When you live and work with others, conflicts are bound to arise. A certain amount of conflict can be productive by helping you clarify your values and understand others. But when it happens too frequently, conflict can be detrimental to both your relationships and your peace of mind.

The key to successful conflict resolution is to address the problem early, rather than letting it fester. Here are some hints on how to effectively clear the air and get back on track, whether it's at home or in the office.

1. Talk, talk, talk.
Conflicts often arise when communication is poor. At the first sign of conflict, take the initiative to suggest a time and place where those involved can gather to discuss possible solutions. Although it may be tough to be the one to point out the problem, the alternative is stifling your feelings and possibly allowing the situation to escalate. By acting early, you can prevent a more difficult situation from developing down the road.

2. Take turns.
Once you've pointed out the problem and gathered the parties together, the way that you go about discussing it becomes crucial to successful resolution. Although you may feel that you're in the right, remember that all involved should have equal time to describe their perspective without interruption.

Set some ground rules before starting so that everyone knows they'll have a chance to be heard.
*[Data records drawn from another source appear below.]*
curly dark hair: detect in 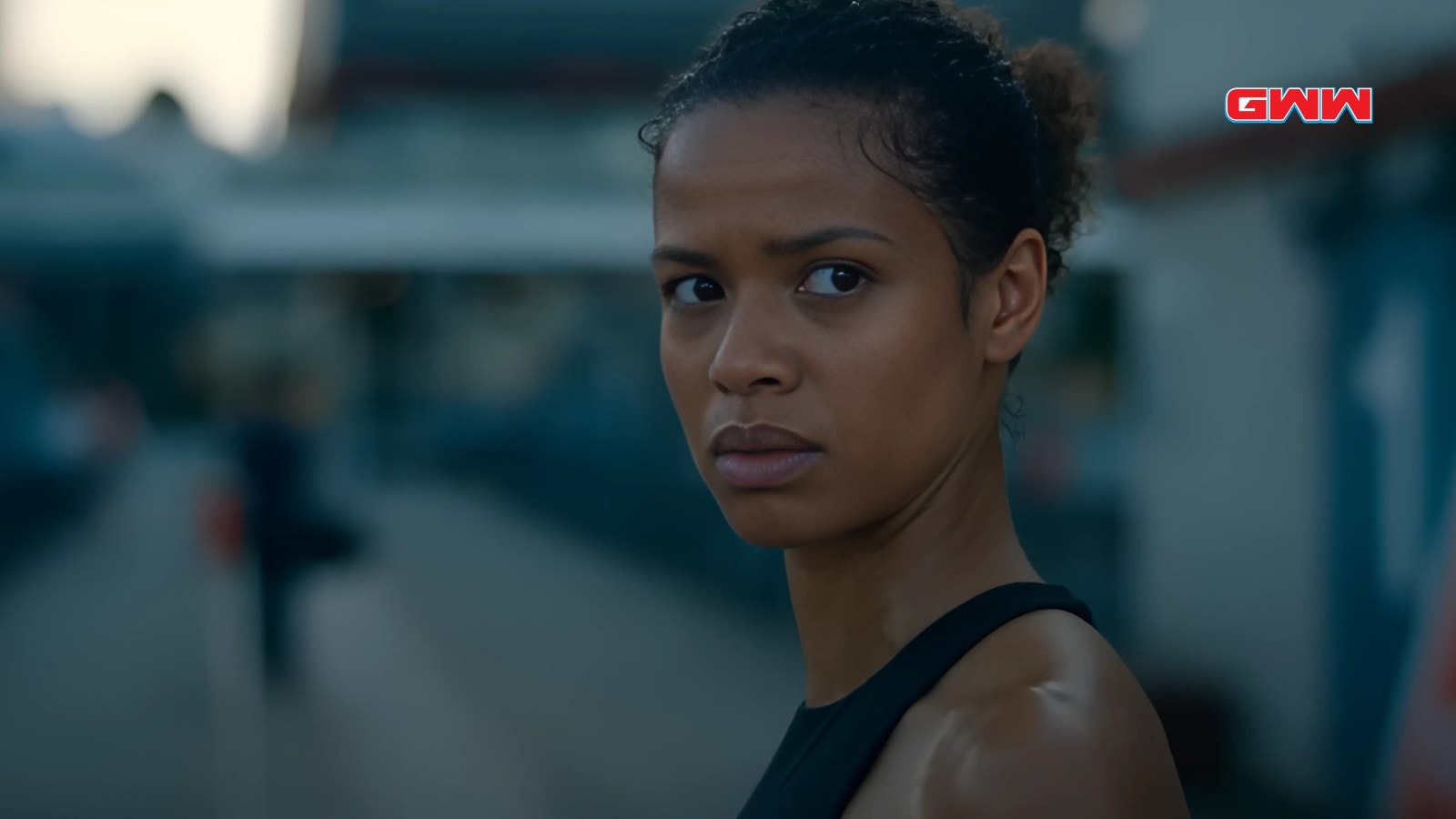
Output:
[638,0,1099,370]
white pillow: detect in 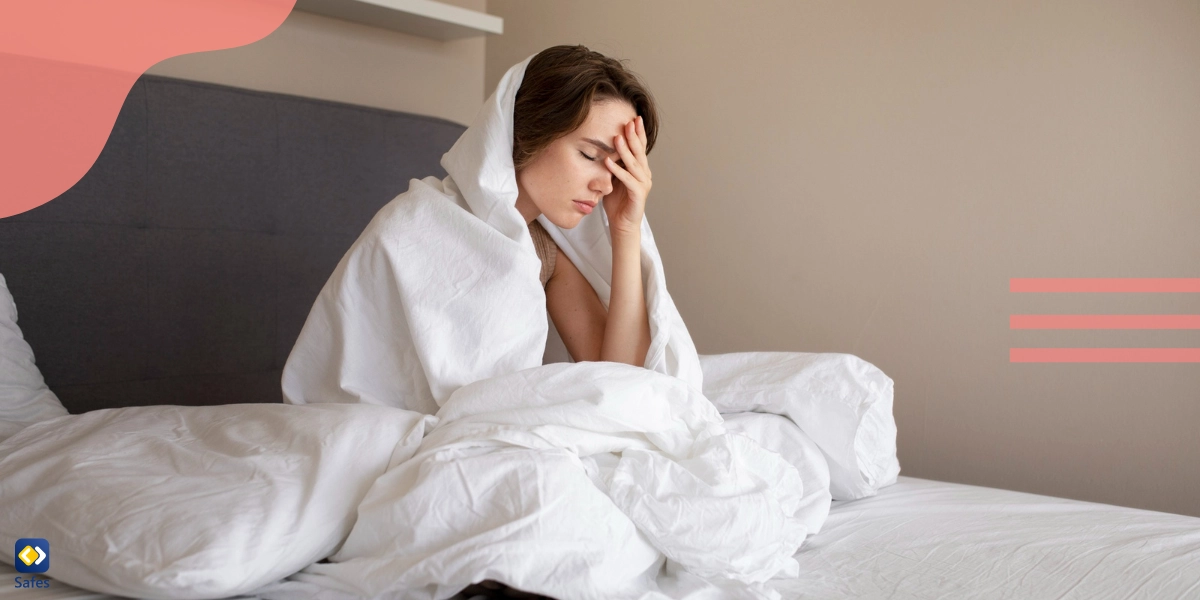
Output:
[0,275,67,442]
[0,404,437,599]
[700,352,900,500]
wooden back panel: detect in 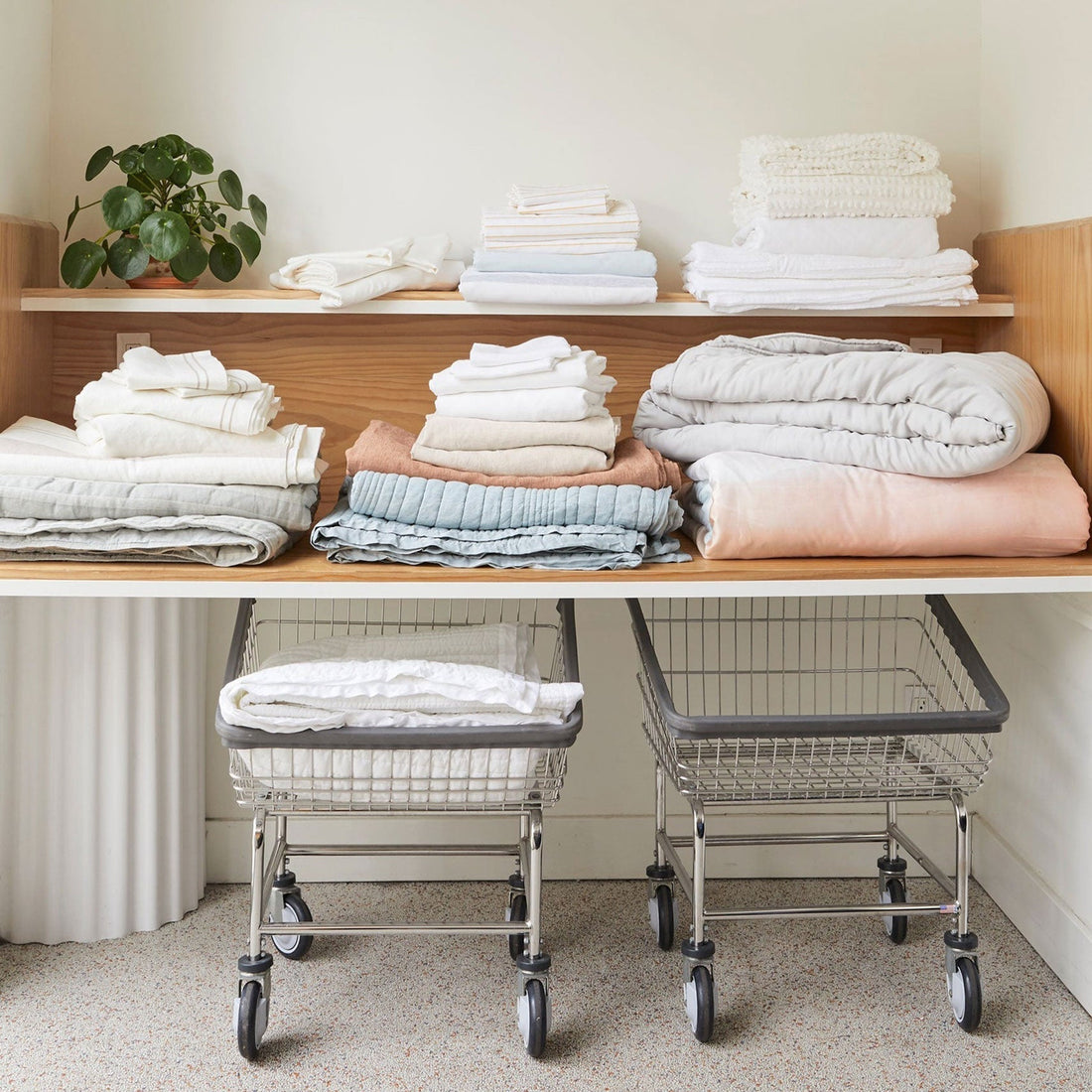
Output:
[974,219,1092,491]
[0,215,57,428]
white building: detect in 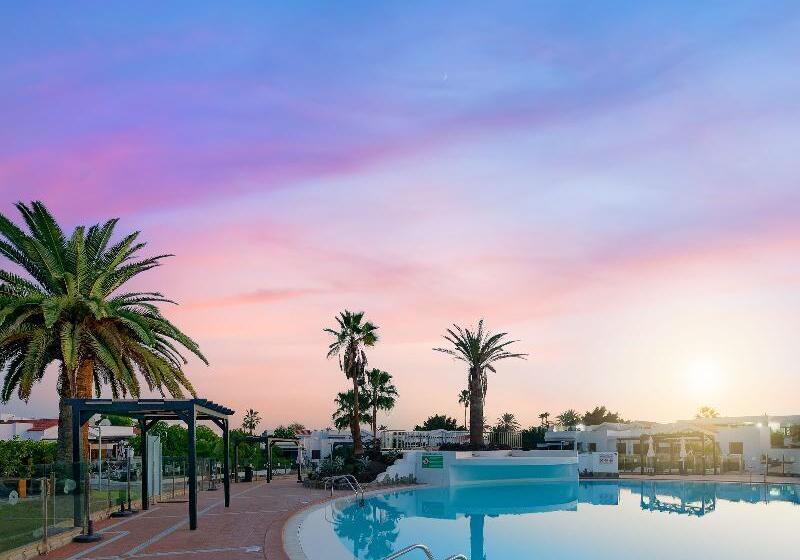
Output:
[545,415,800,474]
[0,414,136,458]
[0,414,58,441]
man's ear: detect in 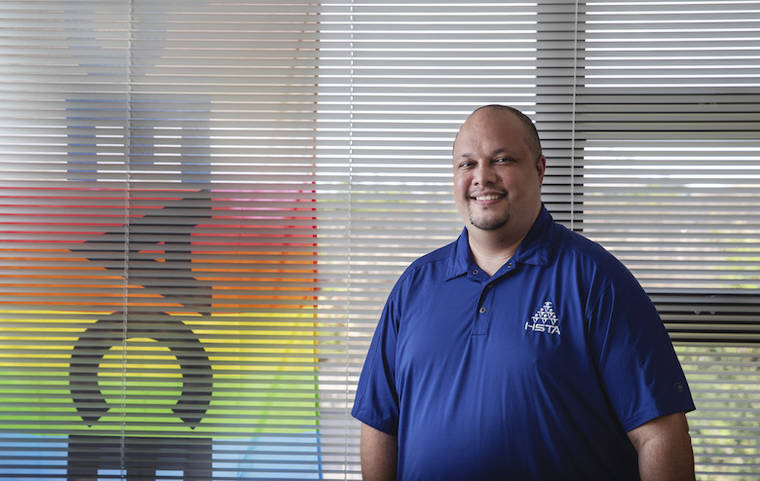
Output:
[536,154,546,184]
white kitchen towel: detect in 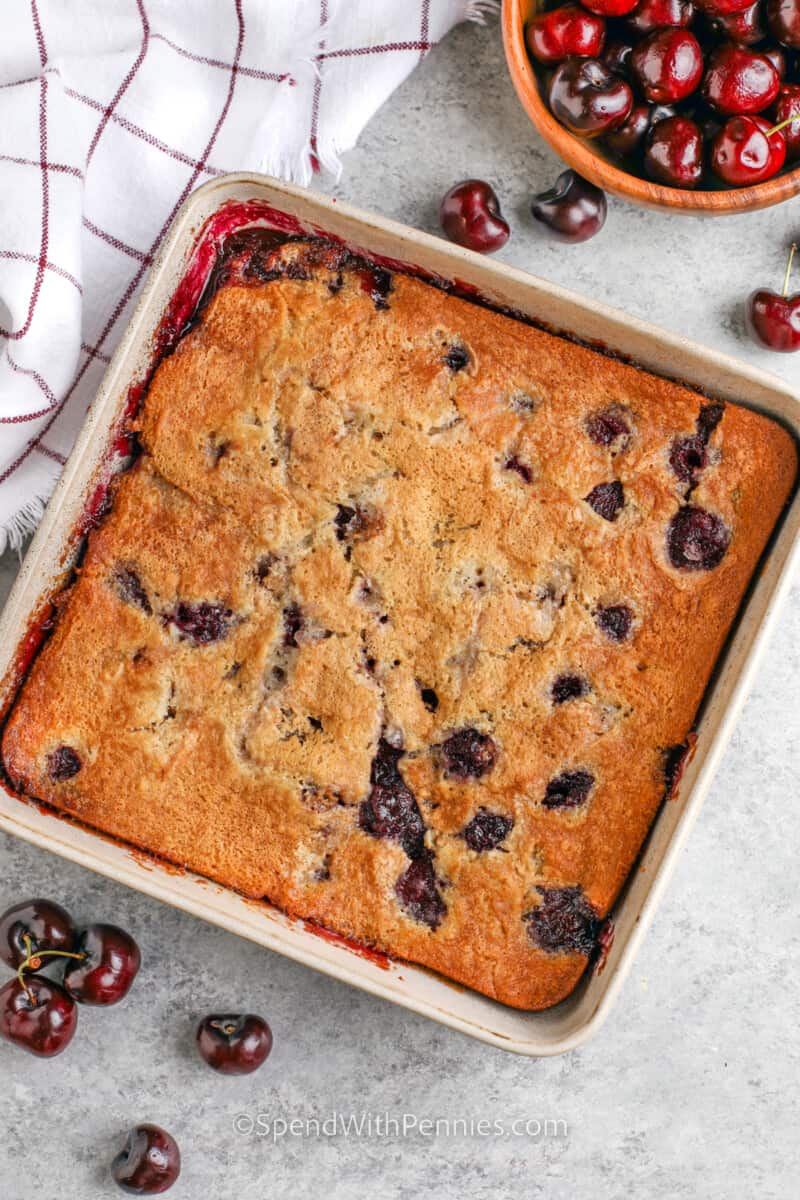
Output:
[0,0,497,552]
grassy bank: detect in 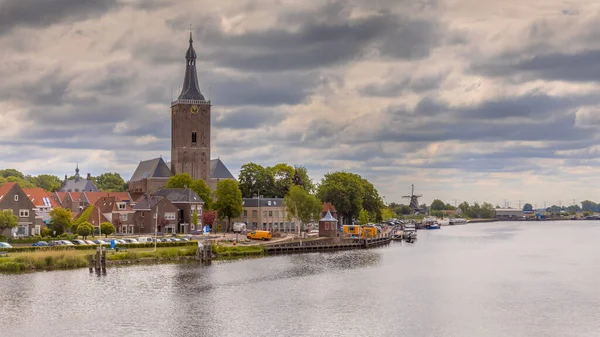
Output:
[0,246,196,273]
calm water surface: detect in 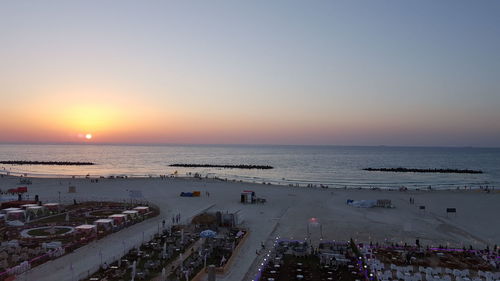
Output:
[0,144,500,188]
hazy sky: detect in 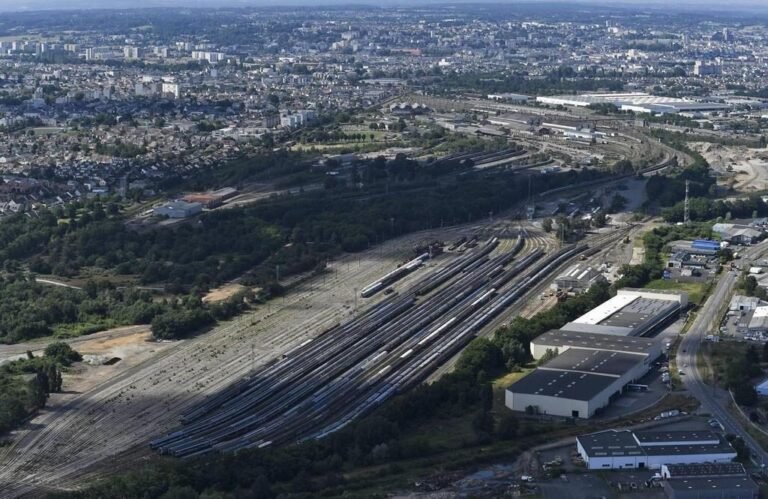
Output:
[0,0,768,13]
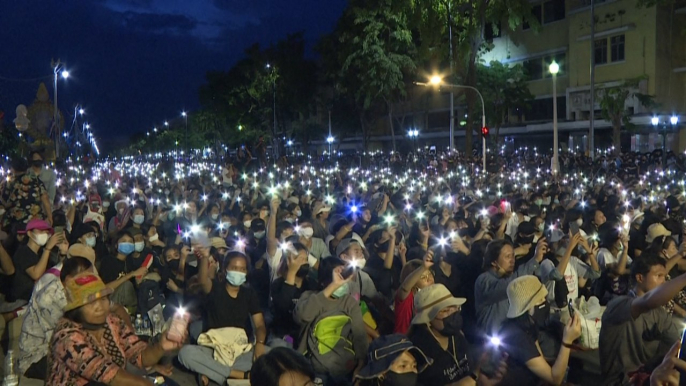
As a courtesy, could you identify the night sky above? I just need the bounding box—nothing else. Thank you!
[0,0,346,150]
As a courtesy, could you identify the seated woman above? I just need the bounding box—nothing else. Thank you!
[47,271,185,386]
[500,275,581,385]
[355,334,432,386]
[250,347,315,386]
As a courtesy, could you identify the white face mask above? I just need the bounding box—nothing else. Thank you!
[298,227,314,239]
[33,233,50,247]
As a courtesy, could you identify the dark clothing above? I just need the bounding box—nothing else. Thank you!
[205,281,262,330]
[409,326,472,385]
[270,277,317,340]
[12,244,52,301]
[499,315,541,386]
[98,255,131,284]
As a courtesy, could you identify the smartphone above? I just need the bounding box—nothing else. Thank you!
[569,221,579,236]
[167,310,190,343]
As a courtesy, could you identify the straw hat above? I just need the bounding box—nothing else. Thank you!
[412,284,467,324]
[507,275,548,319]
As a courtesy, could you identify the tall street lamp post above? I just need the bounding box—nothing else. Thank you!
[548,61,560,175]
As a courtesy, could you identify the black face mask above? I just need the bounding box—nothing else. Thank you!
[532,301,550,329]
[381,371,417,386]
[168,259,181,271]
[440,312,462,336]
[295,264,310,278]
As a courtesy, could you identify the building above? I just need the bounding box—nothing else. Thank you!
[388,0,686,157]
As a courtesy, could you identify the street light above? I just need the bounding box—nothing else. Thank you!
[548,61,560,174]
[415,75,486,173]
[181,111,188,158]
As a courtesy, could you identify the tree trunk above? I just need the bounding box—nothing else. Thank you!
[612,120,622,155]
[386,101,395,153]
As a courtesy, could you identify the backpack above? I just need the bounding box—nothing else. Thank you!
[136,280,164,315]
[300,310,357,376]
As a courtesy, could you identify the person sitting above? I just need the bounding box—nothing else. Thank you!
[599,253,686,385]
[46,271,185,386]
[474,238,548,335]
[179,249,267,385]
[496,275,581,385]
[250,347,316,386]
[293,257,369,384]
[355,334,433,386]
[18,250,95,379]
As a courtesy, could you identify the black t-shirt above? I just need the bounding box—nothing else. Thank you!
[11,244,50,301]
[205,281,262,330]
[409,326,472,385]
[499,318,541,386]
[98,255,131,284]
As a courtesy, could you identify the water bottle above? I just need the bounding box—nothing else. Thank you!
[133,314,143,335]
[2,350,19,386]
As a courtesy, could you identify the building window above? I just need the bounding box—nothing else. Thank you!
[543,0,565,24]
[610,35,624,62]
[594,39,607,64]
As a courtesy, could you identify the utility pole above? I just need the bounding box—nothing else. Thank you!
[588,0,595,160]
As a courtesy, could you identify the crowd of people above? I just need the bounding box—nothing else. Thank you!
[0,149,686,386]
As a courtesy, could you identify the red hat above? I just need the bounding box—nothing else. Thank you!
[24,218,53,233]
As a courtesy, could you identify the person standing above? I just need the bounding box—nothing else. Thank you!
[29,151,57,205]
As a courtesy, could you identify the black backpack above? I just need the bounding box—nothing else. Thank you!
[136,280,164,315]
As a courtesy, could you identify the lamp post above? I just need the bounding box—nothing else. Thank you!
[50,59,69,158]
[181,111,190,160]
[326,135,333,159]
[548,61,560,174]
[415,75,486,174]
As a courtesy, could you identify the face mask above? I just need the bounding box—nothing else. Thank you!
[331,283,348,299]
[226,271,247,287]
[33,233,50,247]
[298,227,314,239]
[295,264,310,278]
[532,302,550,329]
[167,259,181,271]
[382,371,417,386]
[117,243,134,255]
[440,311,462,336]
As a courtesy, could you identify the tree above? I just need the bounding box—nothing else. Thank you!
[412,0,538,154]
[477,61,534,146]
[328,0,416,150]
[596,76,655,154]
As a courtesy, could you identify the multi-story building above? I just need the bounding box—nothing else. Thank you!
[384,0,686,156]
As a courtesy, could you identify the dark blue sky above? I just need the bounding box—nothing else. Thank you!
[0,0,346,149]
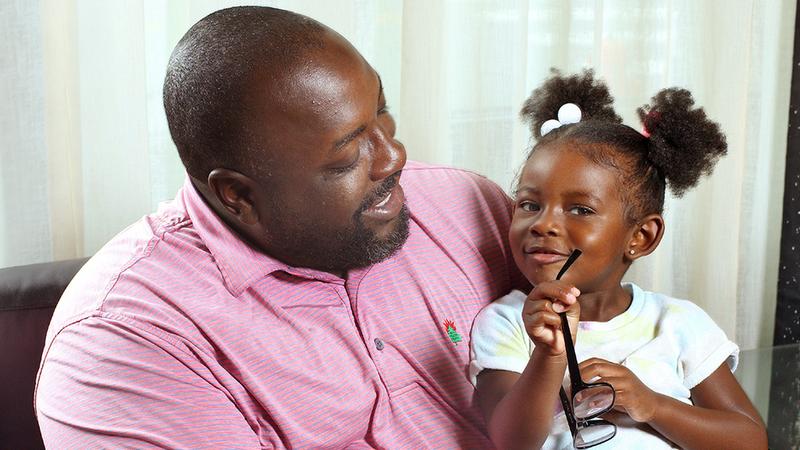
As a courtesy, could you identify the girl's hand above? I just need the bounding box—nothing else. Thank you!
[579,358,659,422]
[522,281,581,356]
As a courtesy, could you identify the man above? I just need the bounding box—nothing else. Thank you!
[35,7,520,448]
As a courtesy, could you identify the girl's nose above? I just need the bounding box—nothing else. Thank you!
[530,208,562,236]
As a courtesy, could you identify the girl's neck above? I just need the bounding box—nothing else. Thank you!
[578,284,633,322]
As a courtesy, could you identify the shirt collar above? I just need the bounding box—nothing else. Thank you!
[180,177,344,297]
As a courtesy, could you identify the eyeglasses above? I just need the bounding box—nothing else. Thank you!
[556,249,617,449]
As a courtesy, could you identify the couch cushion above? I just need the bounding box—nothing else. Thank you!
[0,259,87,449]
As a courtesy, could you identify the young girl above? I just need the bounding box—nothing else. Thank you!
[470,71,767,449]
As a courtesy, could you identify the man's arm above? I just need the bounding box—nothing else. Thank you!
[35,318,266,448]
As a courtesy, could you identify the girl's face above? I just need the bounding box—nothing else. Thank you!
[509,143,635,293]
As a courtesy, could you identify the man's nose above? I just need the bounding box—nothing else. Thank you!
[371,130,406,181]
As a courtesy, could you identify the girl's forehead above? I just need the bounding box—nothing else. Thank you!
[519,145,621,195]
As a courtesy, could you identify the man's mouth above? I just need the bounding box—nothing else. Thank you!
[359,172,405,221]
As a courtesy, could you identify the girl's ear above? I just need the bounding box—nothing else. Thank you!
[625,214,664,262]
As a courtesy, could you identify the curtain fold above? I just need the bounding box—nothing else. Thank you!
[0,0,795,348]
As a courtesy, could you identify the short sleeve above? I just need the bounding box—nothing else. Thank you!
[670,301,739,389]
[469,291,532,385]
[35,318,262,449]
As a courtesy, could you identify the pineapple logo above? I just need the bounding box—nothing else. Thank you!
[444,319,461,344]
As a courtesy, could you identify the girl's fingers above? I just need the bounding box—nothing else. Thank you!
[528,281,581,306]
[525,311,561,329]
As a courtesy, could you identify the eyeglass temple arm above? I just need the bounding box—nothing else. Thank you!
[558,312,583,394]
[556,248,583,395]
[558,387,578,438]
For example, take an object like a pencil and hand it to the person speaking to indicate that they have the floor. Only the person with the object in their hand can speak at that time; once they've finished, they can then pass the object to the next speaker.

3. Be assertive, not aggressive.
When there's a disagreement, it can lead to high emotion. Although you want to be clear about how you feel, it's important to do so while still respecting others involved. If you lose your temper and shout or place blame, you'll only get further from resolving the conflict. Instead, use assertive communication skills, such as:

  • Talking in a clear, non-blaming manner
  • Emphasizing "I" statements rather than "You" statements (for example, "What I felt when you said this was...")
  • Validating others' positions to show that you understand them, even if they differ from your own

4. Attack problems, not people.
Even though you may feel anger towards a particular person or people involved in the conflict, try to keep the emphasis on working towards a common solution. Attacking another person or pitting two against one in the case of a group conflict can cause defensiveness. If you can encourage everyone to come to an agreement on what the conflict is about, then you'll have consensus to help in brainstorming solutions.

5. Negotiate solutions.
In order to solve the problem in a way that works for everyone, you may need to compromise. Everyone should be willing to compromise on their ideal situation in order to find a solution that works for the whole group. Work together to identify a range of possible solutions. If you're asked to make a change that you don't support, express what you can do rather than what you can't.

6. Commit to change.
Once you've agreed on a solution, make sure each person knows what changes to make to restore harmony. You might want to set a time to regroup and revisit the issue to evaluate if the arrangement needs any fine-tuning.